Les protéines forment l'un des trois macronutriments, avec les glucides et les lipides. Contrairement à eux, le corps n'en constitue aucune réserve : il n'existe pas de stock de protéines mobilisable pour plus tard, seulement un flux permanent de renouvellement dans les muscles, la peau, les enzymes et les hormones. Cet équilibre dépend donc de l'apport de chaque jour.
Sur le plan des références, l'ANSES fixe le besoin à 0,83 g par kg de poids corporel et par jour pour un adulte en bonne santé, 1,0 g/kg après 65 ans, et considère qu'un apport allant jusqu'à 2,2 g/kg/jour reste satisfaisant. Les travaux récents en nutrition sportive (Morton et al., 2018) situent l'optimum autour de 1,6 g/kg/jour chez une personne pratiquant la musculation. Un adulte actif de 70 kg se situe donc plutôt autour de 90 à 110 g par jour, un total que l'alimentation seule couvre rarement sans y prêter attention.

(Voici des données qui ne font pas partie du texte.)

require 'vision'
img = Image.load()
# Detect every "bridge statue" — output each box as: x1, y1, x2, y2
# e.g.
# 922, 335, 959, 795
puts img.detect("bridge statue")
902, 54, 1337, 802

Protéines animales vs protéines végétales
Chez les protéines végétales, un paramètre essentiel est à prendre en compte : le profil en acides aminés. La plupart des végétaux sont naturellement pauvres en un ou plusieurs acides aminés essentiels. Le pois manque de méthionine, les céréales de lysine, le tournesol est plus riche là où les légumineuses sont limitées. Prise isolément, une source végétale couvre donc rarement les 9 acides aminés dans les bonnes proportions, là où une source animale le fait spontanément.

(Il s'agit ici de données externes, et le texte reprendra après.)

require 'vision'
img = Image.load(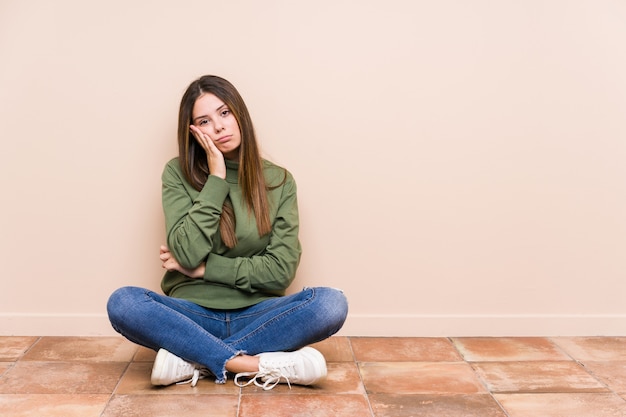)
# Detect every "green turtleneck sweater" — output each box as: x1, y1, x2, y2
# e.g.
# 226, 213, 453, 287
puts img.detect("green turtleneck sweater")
160, 157, 302, 309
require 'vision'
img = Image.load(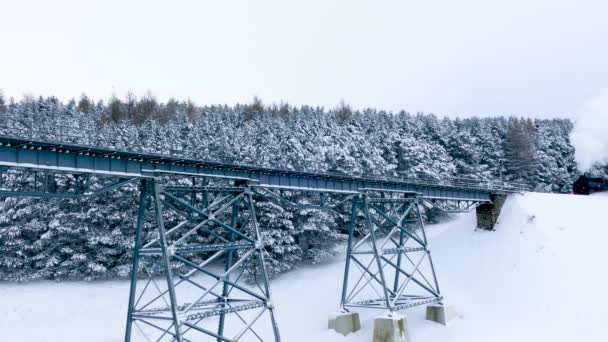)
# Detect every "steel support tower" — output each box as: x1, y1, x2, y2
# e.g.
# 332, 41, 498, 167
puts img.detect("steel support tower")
0, 135, 526, 341
340, 193, 442, 313
124, 179, 280, 342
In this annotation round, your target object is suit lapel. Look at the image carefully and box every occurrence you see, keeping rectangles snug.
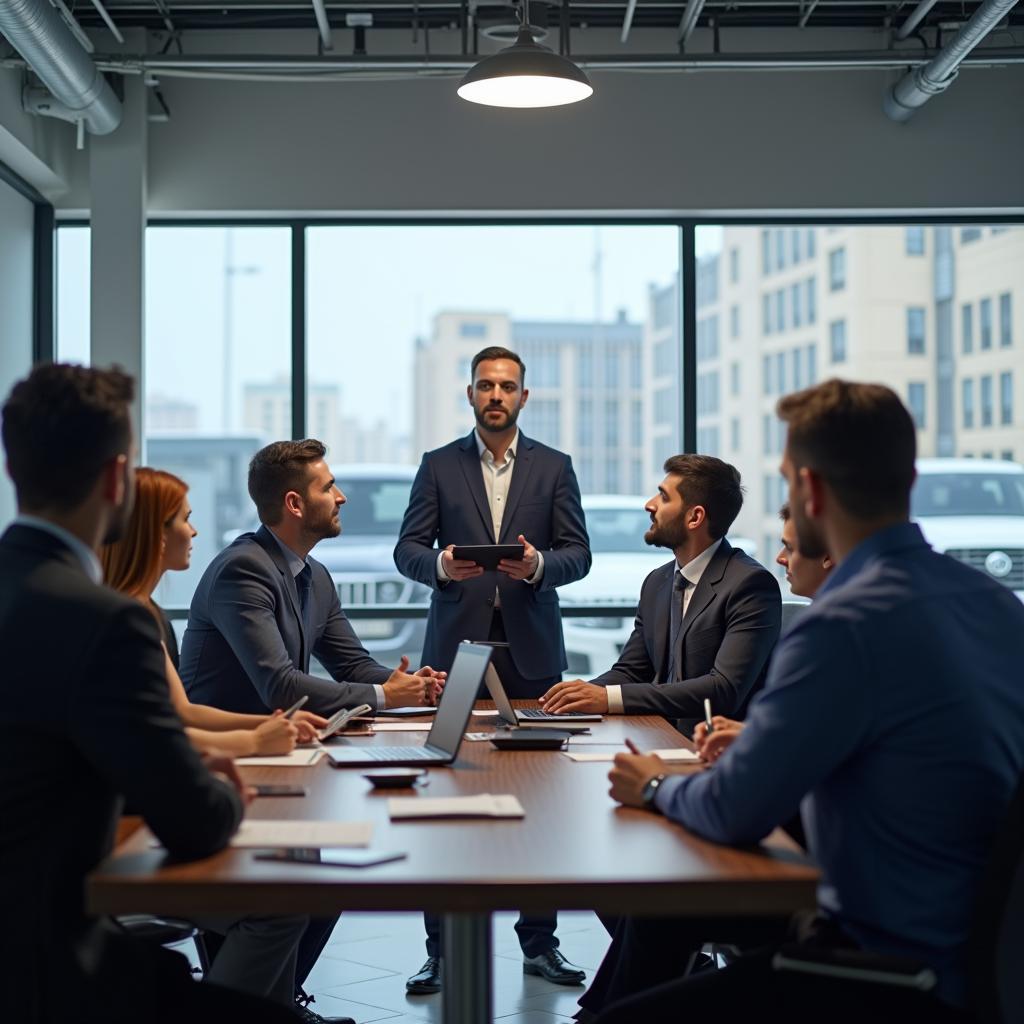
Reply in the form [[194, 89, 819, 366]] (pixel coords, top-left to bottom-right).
[[499, 434, 535, 543], [678, 539, 733, 648], [651, 564, 674, 683], [255, 526, 308, 663], [457, 433, 497, 541]]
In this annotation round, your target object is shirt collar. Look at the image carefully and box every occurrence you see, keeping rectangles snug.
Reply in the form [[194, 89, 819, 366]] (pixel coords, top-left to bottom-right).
[[475, 428, 519, 466], [13, 515, 103, 585], [677, 537, 723, 588], [267, 527, 308, 579], [815, 521, 927, 599]]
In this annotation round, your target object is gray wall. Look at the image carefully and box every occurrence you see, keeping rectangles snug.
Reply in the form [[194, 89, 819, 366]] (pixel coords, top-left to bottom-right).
[[0, 178, 34, 527]]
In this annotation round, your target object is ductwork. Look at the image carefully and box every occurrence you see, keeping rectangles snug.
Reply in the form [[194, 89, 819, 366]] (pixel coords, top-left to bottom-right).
[[884, 0, 1020, 121], [0, 0, 121, 134]]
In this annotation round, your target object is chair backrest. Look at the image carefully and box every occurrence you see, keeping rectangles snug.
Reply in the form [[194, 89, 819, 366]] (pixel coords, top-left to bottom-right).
[[968, 769, 1024, 1024], [780, 600, 810, 635]]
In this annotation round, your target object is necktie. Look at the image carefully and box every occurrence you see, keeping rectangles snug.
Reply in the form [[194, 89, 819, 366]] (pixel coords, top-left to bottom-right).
[[665, 571, 687, 684], [296, 564, 313, 630]]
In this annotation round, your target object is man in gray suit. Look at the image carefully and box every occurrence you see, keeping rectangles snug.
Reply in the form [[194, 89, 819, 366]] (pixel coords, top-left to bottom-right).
[[542, 454, 781, 735], [181, 439, 442, 717]]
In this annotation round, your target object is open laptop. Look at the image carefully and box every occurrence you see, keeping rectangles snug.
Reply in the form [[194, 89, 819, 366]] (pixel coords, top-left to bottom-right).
[[476, 643, 603, 725], [326, 641, 491, 768]]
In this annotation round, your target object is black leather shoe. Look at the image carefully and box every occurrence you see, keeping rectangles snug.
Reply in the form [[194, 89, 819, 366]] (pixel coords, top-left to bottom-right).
[[523, 948, 586, 986], [292, 1000, 354, 1023], [406, 956, 442, 994]]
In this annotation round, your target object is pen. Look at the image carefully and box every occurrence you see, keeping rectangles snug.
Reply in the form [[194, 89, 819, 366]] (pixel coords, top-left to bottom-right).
[[281, 696, 309, 719], [704, 698, 714, 735], [624, 738, 644, 755]]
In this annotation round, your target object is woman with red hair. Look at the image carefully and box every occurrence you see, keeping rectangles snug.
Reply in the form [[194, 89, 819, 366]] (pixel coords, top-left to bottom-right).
[[102, 468, 326, 755]]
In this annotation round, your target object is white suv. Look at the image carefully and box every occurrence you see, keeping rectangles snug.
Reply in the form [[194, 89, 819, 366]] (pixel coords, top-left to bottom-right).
[[913, 459, 1024, 600]]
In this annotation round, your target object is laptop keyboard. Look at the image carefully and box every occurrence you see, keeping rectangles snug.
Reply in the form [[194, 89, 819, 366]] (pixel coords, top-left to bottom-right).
[[519, 709, 592, 719]]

En réunissant plusieurs végétaux dont les profils se compensent, on reconstitue un spectre complet. C'est le principe de Protéines Creamy, qui associe fève, pois et tournesol pour couvrir les 9 acides aminés essentiels qu'une source isolée ne fournit pas.

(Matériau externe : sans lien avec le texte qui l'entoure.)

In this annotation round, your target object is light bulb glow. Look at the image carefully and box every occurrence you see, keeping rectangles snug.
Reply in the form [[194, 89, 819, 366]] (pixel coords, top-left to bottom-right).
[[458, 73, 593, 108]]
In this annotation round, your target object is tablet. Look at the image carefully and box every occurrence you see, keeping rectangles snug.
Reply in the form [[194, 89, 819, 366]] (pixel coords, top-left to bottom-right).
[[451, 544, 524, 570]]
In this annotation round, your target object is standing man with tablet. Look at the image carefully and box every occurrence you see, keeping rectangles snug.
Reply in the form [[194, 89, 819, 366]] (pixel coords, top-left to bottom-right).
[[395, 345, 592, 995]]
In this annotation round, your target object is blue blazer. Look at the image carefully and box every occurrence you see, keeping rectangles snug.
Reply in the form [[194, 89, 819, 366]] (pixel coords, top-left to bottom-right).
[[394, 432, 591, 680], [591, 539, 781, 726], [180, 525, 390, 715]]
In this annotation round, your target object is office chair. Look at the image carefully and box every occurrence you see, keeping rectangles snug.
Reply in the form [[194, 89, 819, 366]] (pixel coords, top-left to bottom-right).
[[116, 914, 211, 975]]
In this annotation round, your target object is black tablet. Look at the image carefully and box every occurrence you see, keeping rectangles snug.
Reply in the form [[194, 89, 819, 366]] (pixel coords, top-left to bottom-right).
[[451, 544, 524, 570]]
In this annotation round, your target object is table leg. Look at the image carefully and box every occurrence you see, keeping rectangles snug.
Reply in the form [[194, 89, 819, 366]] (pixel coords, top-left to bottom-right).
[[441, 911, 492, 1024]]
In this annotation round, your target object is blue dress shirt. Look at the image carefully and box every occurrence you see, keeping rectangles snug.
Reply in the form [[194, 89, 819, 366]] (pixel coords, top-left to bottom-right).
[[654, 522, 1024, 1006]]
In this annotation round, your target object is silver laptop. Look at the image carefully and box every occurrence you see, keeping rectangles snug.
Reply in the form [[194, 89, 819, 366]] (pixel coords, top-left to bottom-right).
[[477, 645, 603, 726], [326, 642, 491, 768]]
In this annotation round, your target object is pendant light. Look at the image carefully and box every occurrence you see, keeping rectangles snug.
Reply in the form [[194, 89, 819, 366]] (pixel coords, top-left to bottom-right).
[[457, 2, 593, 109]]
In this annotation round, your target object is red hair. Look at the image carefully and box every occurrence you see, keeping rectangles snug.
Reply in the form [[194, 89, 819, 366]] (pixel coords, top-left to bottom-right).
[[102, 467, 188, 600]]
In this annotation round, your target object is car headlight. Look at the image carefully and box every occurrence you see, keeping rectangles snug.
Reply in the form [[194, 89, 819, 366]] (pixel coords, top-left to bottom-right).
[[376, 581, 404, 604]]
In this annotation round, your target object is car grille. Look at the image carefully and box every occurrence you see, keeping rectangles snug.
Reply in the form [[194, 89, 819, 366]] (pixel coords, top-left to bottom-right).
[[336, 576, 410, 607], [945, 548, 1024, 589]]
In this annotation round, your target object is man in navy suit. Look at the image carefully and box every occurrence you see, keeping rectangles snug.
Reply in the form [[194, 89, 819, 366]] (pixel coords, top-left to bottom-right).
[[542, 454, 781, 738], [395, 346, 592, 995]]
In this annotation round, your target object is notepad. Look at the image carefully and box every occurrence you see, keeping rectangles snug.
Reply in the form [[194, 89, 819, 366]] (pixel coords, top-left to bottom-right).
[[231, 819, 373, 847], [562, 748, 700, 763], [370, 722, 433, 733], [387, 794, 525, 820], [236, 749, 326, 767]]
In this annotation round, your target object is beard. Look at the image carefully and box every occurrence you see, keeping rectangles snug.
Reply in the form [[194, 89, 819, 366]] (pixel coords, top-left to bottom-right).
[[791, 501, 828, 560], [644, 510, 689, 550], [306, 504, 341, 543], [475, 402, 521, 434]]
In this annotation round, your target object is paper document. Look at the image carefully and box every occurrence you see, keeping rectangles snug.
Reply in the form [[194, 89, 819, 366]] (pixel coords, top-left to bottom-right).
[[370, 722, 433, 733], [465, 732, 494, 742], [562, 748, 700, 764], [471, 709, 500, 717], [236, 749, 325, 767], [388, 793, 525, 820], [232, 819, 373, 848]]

Les 9 acides aminés essentiels
Les protéines sont bâties à partir de 20 acides aminés, dont 9 dits essentiels : le corps ne sait pas les fabriquer et doit les tirer entièrement de l'alimentation. Parmi eux, les 3 BCAA (leucine, isoleucine, valine) sont particulièrement impliqués dans le tissu musculaire, la leucine jouant un rôle de déclencheur dans la synthèse protéique.
Le total de grammes ne suffit pas à lui seul : la valeur d'un apport se juge à son acide aminé le moins présent, celui qui limite l'ensemble. Un profil complet et équilibré, avec les 9 acides aminés dans de bonnes proportions, est donc plus déterminant que la seule quantité affichée.
Apport insuffisant et avancée en âge
Un apport insuffisant et répété a des conséquences documentées. La masse musculaire se renouvelle en continu, et sans acides aminés en quantité suffisante, la balance penche vers la dégradation plutôt que la reconstruction. Ce phénomène s'accentue avec l'âge : après 65 ans, le corps utilise moins efficacement les protéines alimentaires, ce qui explique la référence ANSES relevée à 1,0 g/kg à cette période de la vie.
Les protéines contribuent à une augmentation de la masse musculaire et à son maintien, ainsi qu'au maintien d'une ossature normale (allégations reconnues par la Commission européenne, règlement CE 432/2012). Sécuriser un apport complet et régulier prend donc un intérêt croissant à mesure que les années passent.